I see two possibilities:
1. Use an “any” content model. This is the generic approach. It says that productions have this general size and shape, but you're allowed to put your own stuff here.
  
  I think this is entirely unacceptable. If we say that anything can go there, authors will be able to put DocBook elements there, that's true, but they'll also be able to put any other element there (not to mention any DocBook element, even book, not just inlines). Proper interpretation of documents requires that the reader know what to expect. A schema for document markup should be tightly constrained.
2. The other possibility is to explicitly put the DocBook inlines there. In fact, I think this is the only practical answer. But then, what have we gained from changing namespaces? We've got our productions in a separate namespace, but they have DocBook around them and DocBook inside them, so what have we gained? I suppose we've gained the ability to define a “ prod ” element in some other extension module without any name collisions. But we aren't really going to do that anyway, are we?

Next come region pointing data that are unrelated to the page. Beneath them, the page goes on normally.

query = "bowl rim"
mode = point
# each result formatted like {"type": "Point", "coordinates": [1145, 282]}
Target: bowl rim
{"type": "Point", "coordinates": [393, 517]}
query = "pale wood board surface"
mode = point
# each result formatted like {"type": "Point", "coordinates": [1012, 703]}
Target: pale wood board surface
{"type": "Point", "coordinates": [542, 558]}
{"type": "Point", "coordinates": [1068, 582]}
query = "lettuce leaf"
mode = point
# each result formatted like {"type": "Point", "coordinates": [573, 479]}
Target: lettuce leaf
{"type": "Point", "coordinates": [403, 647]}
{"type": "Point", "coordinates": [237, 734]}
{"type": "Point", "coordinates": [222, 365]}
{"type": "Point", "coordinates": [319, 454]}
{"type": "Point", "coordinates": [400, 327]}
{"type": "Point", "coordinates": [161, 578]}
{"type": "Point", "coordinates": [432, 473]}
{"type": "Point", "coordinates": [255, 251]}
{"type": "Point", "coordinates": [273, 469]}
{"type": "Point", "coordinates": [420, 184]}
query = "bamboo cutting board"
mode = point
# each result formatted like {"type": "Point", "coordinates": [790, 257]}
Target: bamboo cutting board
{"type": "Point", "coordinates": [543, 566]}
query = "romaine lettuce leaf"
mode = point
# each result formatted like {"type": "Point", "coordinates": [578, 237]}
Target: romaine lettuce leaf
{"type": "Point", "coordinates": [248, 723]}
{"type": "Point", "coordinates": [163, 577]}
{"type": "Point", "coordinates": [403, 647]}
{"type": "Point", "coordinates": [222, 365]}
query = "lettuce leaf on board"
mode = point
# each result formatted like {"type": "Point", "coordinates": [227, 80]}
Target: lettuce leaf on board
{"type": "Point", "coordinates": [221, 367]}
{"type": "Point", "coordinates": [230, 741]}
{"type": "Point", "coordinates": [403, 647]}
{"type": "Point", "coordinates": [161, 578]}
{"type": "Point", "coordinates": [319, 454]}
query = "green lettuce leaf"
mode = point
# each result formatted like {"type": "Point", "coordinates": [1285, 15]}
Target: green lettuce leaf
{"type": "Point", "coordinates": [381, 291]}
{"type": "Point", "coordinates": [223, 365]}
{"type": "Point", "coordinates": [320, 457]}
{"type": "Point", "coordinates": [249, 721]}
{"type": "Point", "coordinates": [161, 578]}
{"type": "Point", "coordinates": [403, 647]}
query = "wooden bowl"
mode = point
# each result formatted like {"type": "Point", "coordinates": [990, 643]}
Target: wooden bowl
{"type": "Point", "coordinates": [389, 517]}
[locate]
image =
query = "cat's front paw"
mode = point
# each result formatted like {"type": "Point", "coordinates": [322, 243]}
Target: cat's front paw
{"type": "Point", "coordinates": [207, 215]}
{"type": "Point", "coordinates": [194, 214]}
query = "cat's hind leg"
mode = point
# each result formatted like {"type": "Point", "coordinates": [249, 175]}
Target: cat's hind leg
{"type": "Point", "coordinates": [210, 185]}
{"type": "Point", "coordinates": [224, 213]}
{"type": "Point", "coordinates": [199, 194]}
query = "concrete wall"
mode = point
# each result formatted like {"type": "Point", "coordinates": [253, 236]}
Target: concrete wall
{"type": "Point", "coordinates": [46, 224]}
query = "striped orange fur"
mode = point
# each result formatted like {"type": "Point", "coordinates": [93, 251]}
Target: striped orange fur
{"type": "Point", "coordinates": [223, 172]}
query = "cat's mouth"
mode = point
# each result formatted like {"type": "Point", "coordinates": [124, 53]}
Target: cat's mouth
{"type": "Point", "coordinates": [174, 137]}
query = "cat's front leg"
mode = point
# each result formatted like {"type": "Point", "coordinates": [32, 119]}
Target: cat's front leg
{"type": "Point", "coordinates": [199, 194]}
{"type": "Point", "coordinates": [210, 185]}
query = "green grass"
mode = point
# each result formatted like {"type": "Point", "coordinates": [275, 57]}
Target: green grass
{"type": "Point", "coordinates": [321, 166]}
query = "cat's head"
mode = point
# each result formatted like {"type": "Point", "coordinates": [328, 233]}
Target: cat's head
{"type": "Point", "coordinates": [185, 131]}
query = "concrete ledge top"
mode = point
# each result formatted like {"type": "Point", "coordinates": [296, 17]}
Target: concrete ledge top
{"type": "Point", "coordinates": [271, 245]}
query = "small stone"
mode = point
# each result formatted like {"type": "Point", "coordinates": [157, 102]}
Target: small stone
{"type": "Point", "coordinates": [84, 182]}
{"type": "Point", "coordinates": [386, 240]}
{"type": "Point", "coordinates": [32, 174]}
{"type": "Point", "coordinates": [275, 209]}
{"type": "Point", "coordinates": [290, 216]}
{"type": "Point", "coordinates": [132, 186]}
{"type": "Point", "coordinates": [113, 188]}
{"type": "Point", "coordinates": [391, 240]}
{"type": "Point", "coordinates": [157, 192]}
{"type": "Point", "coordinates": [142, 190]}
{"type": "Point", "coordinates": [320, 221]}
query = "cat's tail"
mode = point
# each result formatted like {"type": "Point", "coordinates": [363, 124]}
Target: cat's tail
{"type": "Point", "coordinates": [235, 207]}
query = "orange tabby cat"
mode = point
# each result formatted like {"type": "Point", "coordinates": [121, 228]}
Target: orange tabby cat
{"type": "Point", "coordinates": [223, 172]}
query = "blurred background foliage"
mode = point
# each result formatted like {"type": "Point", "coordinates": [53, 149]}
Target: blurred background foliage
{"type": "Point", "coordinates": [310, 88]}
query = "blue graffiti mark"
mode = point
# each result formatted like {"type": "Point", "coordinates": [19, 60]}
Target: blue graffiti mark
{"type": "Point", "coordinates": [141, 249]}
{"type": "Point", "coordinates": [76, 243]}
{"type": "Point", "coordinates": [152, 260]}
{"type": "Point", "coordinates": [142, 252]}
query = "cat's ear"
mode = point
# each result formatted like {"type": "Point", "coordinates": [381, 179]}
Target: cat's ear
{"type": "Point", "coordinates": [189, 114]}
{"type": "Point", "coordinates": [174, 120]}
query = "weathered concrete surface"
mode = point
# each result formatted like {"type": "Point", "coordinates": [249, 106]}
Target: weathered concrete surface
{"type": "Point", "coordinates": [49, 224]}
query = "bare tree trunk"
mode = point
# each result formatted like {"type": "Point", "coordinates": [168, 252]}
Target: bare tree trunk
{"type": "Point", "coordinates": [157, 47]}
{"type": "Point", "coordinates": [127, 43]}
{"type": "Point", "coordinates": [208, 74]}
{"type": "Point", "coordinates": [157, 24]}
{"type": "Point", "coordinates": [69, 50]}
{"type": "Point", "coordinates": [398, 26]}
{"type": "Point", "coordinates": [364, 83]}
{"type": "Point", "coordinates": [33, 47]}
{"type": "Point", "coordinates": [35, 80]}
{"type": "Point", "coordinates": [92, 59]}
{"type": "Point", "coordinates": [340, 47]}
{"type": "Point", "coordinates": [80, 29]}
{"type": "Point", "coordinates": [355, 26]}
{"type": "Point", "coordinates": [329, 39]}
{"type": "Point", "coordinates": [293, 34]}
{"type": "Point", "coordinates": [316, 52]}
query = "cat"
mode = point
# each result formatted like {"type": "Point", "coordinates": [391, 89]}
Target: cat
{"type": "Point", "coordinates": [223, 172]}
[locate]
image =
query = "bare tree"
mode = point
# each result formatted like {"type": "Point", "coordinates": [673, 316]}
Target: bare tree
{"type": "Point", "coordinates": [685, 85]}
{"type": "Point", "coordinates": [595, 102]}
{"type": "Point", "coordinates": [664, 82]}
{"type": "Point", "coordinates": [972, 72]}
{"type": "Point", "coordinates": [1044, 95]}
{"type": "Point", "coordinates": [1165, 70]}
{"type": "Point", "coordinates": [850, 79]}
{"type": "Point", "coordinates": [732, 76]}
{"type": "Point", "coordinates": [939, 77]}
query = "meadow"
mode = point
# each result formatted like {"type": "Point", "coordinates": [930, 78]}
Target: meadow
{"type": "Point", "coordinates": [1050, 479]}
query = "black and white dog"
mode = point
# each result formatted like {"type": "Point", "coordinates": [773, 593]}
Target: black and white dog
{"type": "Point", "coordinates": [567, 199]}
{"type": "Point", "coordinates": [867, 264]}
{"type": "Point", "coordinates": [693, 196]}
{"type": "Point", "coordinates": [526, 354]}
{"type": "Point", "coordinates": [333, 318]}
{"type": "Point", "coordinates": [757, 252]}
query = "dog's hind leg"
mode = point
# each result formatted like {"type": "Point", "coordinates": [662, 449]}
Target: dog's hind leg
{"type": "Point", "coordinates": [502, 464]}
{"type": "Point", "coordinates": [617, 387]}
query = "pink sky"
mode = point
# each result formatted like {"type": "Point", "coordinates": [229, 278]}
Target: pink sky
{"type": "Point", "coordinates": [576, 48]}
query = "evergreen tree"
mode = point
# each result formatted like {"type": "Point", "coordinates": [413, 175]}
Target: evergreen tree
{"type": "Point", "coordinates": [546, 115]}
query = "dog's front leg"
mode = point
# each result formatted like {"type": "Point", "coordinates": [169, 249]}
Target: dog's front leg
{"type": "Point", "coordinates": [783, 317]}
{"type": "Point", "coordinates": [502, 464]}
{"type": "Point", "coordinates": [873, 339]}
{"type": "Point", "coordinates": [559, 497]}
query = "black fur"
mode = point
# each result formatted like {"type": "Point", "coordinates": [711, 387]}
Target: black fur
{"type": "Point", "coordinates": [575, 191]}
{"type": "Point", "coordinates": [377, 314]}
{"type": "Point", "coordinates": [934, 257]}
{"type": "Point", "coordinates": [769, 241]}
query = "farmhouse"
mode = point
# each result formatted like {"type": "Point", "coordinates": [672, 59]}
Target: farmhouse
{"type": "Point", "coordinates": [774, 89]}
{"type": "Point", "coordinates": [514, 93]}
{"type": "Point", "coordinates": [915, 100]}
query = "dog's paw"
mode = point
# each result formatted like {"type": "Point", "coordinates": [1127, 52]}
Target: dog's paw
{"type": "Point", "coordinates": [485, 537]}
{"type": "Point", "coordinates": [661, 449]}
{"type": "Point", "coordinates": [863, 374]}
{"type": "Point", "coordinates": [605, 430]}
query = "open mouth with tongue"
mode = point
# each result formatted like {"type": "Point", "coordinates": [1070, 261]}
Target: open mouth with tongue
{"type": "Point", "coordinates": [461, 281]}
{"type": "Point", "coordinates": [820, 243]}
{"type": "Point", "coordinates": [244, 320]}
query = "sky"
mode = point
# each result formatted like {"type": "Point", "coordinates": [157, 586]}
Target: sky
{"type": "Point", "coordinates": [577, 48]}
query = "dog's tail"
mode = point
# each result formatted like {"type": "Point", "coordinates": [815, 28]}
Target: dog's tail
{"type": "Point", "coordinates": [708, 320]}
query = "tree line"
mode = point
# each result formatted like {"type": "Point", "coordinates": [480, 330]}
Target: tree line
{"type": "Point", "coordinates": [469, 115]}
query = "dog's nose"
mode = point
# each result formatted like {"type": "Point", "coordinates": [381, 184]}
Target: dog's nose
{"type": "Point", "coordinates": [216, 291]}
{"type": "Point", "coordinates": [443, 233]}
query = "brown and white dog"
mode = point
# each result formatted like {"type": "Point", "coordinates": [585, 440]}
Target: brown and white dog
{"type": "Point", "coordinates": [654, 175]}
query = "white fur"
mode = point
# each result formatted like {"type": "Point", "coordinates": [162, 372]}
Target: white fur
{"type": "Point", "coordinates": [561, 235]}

I think the right answer, in this case, is to leave the modules in the DocBook namespace. For example, here's the production schema againSome readers will no doubt observe that the “caller must define ‘inlines’” technique would work equally well with the productions in a separate namespace. That's why I said it was technically feasible. I just don't think the benefits outweigh the costs.:


    # A simple EBNF-style production schema
#
# This modules is designed to be included.
# It is the responsibility of the including
# grammar to define the "inlines". 

prod = element prod { lhs, rhs }
lhs  = element lhs { text }
rhs  = element rhs { (inlines|nt)* }
nt   = element nt { text }

And here's a driver that combines productions with the core document schema to produce a new extended schema:


    # A schema that combines doc and prod

include "doc.rnc"
include "prod.rnc"

ext.blocks |= prod
ext.inlines |= nt

By redefining the extension hooks, we allow prod to occur anywhere that blocks can occur and nt to occur anywhere that inlines can occur. This works by making the definition of these hooks a choice between notAllowed and an element.

This test document conforms to the combined schema:


    <?xml version="1.0" encoding="UTF-8"?>
<doc xml:lang="en">
<para>Some text.</para>
<prod>
  <lhs>expr</lhs>
  <rhs><nt>number</nt> +
       <nt>number</nt>
  </rhs>
</prod>
<para>Some <emphasis>more</emphasis>
text.</para>
</doc>

One of (yet another of) the nice features of RELAX NG is that this module can be further combined with other modules to build the “core document plus the extension modules we need” schema. For example, if there was some additional “function synopsis” schema:


    # A simple function schema
#
# This modules is designed to be included.
# It is the responsibility of the including
# grammar to define the "inlines". 

funcsyn   = element funcsyn  { function, param* }
function  = element function { (inlines)* }
param     = element param    { (inlines)* }

We could build a “core document plus function synopsis schema” analagous to the core document plus productions schema:


    # A schema that combines doc and func

include "doc.rnc"
include "func.rnc"

ext.blocks |= funcsyn
ext.inlines |= function

This schema validates documents that use functions. But the important feature of this approach is that we can build a “core document plus productions plus function synopsis schema” this way:


    # A schema that combines doc and prod and func

include "doc+prod.rnc"
include "func.rnc"

ext.blocks |= funcsyn
ext.inlines |= function

To validate documents like this one:


    <?xml version="1.0" encoding="UTF-8"?>
<doc xml:lang="en">
<para>Some text.</para>
<prod>
  <lhs>expr</lhs>
  <rhs><nt>number</nt> +
       <nt>number</nt>
  </rhs>
</prod>
<para>A <function>function</function>.</para>
<funcsyn>
    <function>function</function>
<param>param1</param>
  </funcsyn>
<para>Some <emphasis>more</emphasis>
 text.</para>
</doc>

The extension mechanisms in RELAX NG appear to make the problem of maintaining consistency across the various modular extensions managable.

I think using a single namespace, instead of many, will make the problem of authoring in a modular world managable as well.